Scope: Everything vs. Only What You Choose
Gemini in Drive does not just search your documents. It searches across your entire Google account: Drive files, Gmail, Calendar, Chat messages, and Photos. There is no boundary between your insurance policy and your personal emails. Archevi searches only the documents you explicitly upload to your vault -- nothing else. No email. No chat. No calendar.
Privacy: Ad-Funded vs. Subscription-Only
Google makes 77% of its revenue from advertising. Your documents, emails, and search history feed the profile that targets ads to you. Archevi is entirely subscription-funded. We do not show ads, we do not build advertising profiles, and we do not monetize your data in any way.
Anonymization: None vs. Boundary Anonymization
When you ask Gemini a question about your documents, Google's AI sees your real names, account numbers, and personal details. Archevi uses boundary anonymization: before any AI sees your documents, personal information is replaced with realistic surrogates. The AI never sees your real identity.
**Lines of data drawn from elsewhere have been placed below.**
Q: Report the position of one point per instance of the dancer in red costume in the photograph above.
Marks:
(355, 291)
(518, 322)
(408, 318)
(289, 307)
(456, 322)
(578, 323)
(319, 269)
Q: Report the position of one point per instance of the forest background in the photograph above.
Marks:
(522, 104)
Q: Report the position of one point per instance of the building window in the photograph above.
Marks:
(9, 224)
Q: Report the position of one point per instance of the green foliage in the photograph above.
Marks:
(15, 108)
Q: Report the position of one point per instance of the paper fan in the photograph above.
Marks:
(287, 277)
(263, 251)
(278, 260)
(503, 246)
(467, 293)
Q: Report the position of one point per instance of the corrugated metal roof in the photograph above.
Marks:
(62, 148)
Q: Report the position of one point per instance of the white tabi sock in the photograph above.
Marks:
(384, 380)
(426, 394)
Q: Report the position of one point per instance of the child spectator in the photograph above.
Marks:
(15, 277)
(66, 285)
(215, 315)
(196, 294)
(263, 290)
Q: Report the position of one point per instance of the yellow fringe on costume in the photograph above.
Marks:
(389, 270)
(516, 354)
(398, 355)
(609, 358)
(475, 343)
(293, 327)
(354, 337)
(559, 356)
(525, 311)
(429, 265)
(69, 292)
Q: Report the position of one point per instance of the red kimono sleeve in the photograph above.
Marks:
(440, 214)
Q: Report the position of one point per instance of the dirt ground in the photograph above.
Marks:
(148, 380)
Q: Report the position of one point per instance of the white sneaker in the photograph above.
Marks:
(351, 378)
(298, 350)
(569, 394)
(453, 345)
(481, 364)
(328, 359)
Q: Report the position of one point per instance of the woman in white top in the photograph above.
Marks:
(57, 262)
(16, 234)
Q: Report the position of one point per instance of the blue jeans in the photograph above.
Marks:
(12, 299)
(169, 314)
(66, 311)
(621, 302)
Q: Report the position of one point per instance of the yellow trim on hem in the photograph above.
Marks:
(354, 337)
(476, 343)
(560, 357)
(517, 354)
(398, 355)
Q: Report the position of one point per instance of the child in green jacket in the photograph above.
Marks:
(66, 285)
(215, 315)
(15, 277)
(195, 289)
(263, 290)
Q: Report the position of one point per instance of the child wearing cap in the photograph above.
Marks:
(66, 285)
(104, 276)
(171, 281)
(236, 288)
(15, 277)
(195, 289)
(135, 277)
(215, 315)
Infrastructure: Shared vs. Isolated
Google Drive stores all users in a shared multi-tenant infrastructure across global data centres, subject to the US CLOUD Act. Archevi gives each family their own isolated database on Canadian servers, governed by PIPEDA.
Family AI Access
Google One AI Premium ($27.99 CAD/month) gives the account holder access to Gemini Advanced. Family plan members share storage but do not get the same AI features. With Archevi, every family member gets full AI search on every plan.